Taylor would score again with 7:56 left in the third quarter, returning a punt 60 yards to put the Iron up 38-7.
Oct. 22, 2022—Taylor would again record three scores, darting into the end zone for each, to help lead the Iron to 49-8 win over Peoria Manual.
Six touchdowns.
Two blowout victories.
One reason.
Taylor was taking the field in the Pink Out game, an event held each October to raise breast cancer awareness and honor those affected.
Taylor’s late October accomplishments for the Orange and Black came while the two-way player wore pink—pink gloves, pink socks, pink cleats.
Cleats marked with the initials A.T.
A.T.—Angelica Taylor.
Chris’s mother—a breast cancer survivor.
While college recruiters were impressed by Chris Taylor’s performances on the field, he was admiring his mother’s fight off the field.
Amidst the chaos that was the COVID-19 pandemic, Angelica Taylor was diagnosed with early-stage breast cancer.
“I didn’t really know how to respond,” the running back said.
With school closures and remote learning, Mrs.

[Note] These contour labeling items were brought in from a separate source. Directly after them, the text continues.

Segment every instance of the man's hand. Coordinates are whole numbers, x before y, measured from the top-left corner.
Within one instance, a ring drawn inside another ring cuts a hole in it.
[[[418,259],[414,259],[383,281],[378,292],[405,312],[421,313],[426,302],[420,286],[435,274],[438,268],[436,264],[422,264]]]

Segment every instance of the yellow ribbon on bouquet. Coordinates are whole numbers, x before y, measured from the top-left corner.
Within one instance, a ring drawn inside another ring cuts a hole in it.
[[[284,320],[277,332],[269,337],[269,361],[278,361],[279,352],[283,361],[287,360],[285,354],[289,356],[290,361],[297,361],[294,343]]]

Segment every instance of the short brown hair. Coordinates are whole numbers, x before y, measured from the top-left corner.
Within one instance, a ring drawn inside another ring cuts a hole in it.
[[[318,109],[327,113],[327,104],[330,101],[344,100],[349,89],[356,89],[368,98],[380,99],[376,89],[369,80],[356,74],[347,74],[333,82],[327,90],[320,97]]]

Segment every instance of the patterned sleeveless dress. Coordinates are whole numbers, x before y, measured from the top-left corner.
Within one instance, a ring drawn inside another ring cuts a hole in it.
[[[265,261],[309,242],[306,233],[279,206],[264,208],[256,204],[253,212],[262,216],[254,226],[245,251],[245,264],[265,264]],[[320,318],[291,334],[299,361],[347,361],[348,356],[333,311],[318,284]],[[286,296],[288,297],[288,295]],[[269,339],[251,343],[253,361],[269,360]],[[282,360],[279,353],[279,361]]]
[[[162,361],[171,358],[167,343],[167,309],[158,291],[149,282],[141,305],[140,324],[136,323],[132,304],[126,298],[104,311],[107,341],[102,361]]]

Taylor’s diagnosis wasn’t something her son openly shared.
“I didn’t really talk to people about it,” Chris Taylor said. “It was just a hidden thing that I kept away from a lot of people.”
Once sports resumed, the ISU commit said, he turned to football to cope.
“It’s just been like my support, my rock,” he said. “I look forward to [it] every day, just to get me though the day.”
Cancer diagnoses are not new to the Taylor family. The family, Chris Taylor said, has a history of “all sorts of cancer.”
Neither was the battle against breast cancer, as Chris Taylor’s grandmother fought it years ago.
That history, Chris Taylor said, made his Pink Out games meaningful.
Chris Taylor saw his mother fighting, he said, through her chemotherapy, through pain, through “all the side effects … she had to deal with.”
But, Chris Taylor said, as Angelica would fight, “she still had a smile on her face.”
As she dealt with adversity, Angelica was “not quitting, not giving up.”
“She would tell me how painful [it was],” Chris Taylor said, “and I could physically see how painful it was [for] her.”
Football, Chris Taylor said, offers an emotional release; the game helped him let “all [his] emotions out from whatever was going on in [his] life.”
Release, too, came when Chris learned his mother was in remission. The news, which came almost two years ago, allowed the football standout to breathe “a sigh of relief.”
Next fall, Chris Taylor will take the field with the Redbird. Come October, expect to see the same grit and tenacity as Taylor continues to honor his mother—“his hero.”